Proton pump inhibitors (e.g., esomeprazole, ranitidine; branded as Nexium and Zantac) are sometimes co-prescribed with NSAIDs to reduce stomach acidity, leading to fewer ulcers and bleeding in the stomach. However, this treatment strategy can damage in the small intestine, where reduced stomach acid leads to insufficiently digested food and survival of dangerous microbes, including C. difficile. PPIs also damage the intestinal microbiome, in addition to the non-gastrointestinal risks of osteoporosis and cardiovascular complications.

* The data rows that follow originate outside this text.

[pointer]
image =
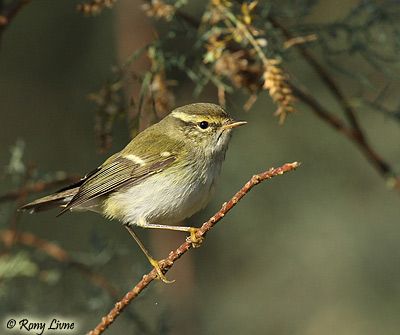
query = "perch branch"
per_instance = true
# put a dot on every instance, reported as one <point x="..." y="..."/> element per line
<point x="175" y="255"/>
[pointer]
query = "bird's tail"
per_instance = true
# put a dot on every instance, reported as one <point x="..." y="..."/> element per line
<point x="59" y="199"/>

This bar chart illustrates that GI ulcers left alone will begin to heal. NSAIDs, however, in addition to their tendency to cause ulcers throughout the gastrointestinal tract, they can retard ulcer healing. In this experiment, ulcers were induced in animals that were then treated for four days. With no drug treatment (“Vehicle”), ulcers decreased in size by about 45%. Typically, NSAIDs (naproxen, celecoxib) significantly impair ulcer healing, whereas ATB-346 significantly accelerated ulcer healing.